You know that feeling you get when you find old reminents from the past? Pictures of an old love or two, photos of yourself that by just a couple years make you look like an entirely different person. I just found a box with some old documents. Old school assignments, a couple of nicknacks that had been stored away. I feel like that person is non-existent today. I hardly recognized that part of my life because of the many changes that have occured since then…sometimes I wish I could go back, just for a couple of minutes and relive all of those moments…then carry on and do a few things differently…I’ve had a hard time lately accepting where I’m at in life. What I’m doing, who I’m associating myself with…I honestly don’t know how I could have done anything differently or even how I could have known what was happening as I made big life decisions…big changes. I know that God is the ultimate planner here…I may not know whats going on all the time, because essentially I’m not the one in charge.

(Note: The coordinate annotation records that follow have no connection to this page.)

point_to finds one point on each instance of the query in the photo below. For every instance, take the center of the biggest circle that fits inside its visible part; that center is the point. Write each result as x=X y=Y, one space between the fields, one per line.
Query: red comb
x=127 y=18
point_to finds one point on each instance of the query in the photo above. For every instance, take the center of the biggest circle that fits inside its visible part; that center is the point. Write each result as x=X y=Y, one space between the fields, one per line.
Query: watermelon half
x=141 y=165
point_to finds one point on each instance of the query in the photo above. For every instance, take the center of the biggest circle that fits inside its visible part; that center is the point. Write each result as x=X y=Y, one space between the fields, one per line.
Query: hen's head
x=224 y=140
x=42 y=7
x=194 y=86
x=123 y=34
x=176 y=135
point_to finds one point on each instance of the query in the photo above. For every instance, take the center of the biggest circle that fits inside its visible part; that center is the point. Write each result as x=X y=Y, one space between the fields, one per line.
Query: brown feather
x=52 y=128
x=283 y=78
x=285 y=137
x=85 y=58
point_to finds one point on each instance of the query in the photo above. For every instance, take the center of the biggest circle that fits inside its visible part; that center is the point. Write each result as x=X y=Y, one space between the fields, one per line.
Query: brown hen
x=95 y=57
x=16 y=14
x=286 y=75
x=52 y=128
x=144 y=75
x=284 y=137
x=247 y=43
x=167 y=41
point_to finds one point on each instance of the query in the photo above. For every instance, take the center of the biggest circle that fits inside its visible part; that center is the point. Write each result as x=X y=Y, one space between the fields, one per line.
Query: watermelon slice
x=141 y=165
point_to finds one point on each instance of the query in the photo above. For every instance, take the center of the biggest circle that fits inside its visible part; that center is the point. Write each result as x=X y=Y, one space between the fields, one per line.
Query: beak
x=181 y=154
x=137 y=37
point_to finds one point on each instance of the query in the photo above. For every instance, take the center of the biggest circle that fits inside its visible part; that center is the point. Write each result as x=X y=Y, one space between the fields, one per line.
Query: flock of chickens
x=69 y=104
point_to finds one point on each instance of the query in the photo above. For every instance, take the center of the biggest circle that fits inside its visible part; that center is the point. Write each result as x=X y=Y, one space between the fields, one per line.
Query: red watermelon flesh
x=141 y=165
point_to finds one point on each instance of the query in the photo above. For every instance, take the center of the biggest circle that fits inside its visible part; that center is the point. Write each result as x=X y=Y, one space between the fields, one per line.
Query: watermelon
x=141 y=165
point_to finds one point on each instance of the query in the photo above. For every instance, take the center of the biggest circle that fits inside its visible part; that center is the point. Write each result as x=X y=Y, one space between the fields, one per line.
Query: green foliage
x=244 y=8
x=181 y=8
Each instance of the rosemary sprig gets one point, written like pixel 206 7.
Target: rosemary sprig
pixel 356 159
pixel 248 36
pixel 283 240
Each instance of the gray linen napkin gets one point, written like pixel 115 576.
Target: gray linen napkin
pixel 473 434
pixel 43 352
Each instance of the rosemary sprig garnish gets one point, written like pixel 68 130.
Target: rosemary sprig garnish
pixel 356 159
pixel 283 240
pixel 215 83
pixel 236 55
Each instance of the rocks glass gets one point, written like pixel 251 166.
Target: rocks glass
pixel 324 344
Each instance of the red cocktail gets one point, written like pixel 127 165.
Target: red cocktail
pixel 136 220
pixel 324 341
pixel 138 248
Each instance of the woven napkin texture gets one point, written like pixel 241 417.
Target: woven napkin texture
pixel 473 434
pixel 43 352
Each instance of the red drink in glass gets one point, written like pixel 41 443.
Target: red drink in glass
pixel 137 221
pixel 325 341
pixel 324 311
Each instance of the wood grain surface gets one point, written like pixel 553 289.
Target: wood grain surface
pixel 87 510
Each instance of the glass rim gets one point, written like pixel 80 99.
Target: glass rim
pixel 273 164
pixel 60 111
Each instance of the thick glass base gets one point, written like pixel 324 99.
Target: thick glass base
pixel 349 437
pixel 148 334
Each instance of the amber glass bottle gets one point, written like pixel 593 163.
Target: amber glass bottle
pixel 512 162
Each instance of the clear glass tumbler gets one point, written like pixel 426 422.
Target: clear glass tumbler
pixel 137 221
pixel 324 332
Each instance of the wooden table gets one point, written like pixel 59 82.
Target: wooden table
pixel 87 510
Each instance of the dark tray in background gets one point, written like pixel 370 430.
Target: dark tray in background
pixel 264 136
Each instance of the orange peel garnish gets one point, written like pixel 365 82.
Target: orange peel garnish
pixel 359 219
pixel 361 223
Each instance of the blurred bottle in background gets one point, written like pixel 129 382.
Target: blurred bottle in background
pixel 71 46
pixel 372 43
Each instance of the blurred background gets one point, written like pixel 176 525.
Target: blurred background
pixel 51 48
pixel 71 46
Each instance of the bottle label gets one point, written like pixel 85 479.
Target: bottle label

I’ve always liked surprises growing up so this is pretty appropriate, but some surprises I wish He would have given to someone else…
Sidenote, is it a conspiracy that while looking through an old Agenda I noticed that one of my ex’s has the same birthday as the guy I’m “kinda” seeing? This came off as odd to me, because I always thought those two were similar in personality…low and behold they were born on the same day in the same year…ugh, my life.
My hope out of this random rant is that I can find peace with myself today, tomorrow and however much longer God lets me stay in this place. I definitely cannot change the past and I can’t change the heart of someone who won’t accept my love. There’s no going back, just moving forward. Someday my thoughts won’t be haunted by the things of my past and I can learn to be happy again. Genuinely, honestly, happy.